What you want to do is to keep track of the value of variables during evaluation of expressions, not during parsing. Let's assume you parse your expressions into the following types:
data Expr = Literal Int | Variable Var | Assign Var Expr | Add Expr Expr | ...
newtype Var = Var String deriving (Ord, Eq, Show)
Then you could simply pass a Map around your evaluation function with the current value of all variables:
import qualified Data.Map as M
import Control.Monad.State
data Expr = Literal Int | Variable Var | Assign Var Expr | Add Expr Expr
newtype Var = Var String deriving (Ord, Eq, Show)

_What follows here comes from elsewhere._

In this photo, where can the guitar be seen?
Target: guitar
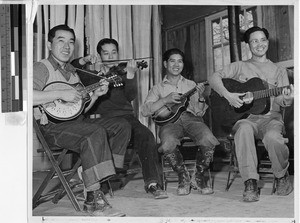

-- Each Expr corresponds to a single line in your language, so
-- a = 2+1
-- a + 2
-- corresponds to
-- [Assign (Var "a") (Add (Literal 2) (Literal 1)),
-- Add (Variable (Var "a")) (Literal 2)]
eval :: [Expr] -> Int
eval es = last $ evalState (mapM eval' es) M.empty -- M.empty :: M.Map Var Int
where
eval' (Literal n) = return n
eval' (Variable v) = do
vs <- get
case M.lookup v vs of
Just x -> return x
_ -> error $ "variable " ++ show v ++ " is undefined!"
eval' (Assign v ex) = do
x <- eval' ex
modify (M.insert v x)
return x
eval' (Add a b) = do
x <- eval' a
y <- eval' b
return (x+y)
Of course, there's nothing to prevent you from evaluating expressions as you parse them, eliminating the need for an abstract syntax tree such as this. The general idea is the same there; you'll need to keep some state with you during the entire parsing, that keeps track of the current value of all your variables.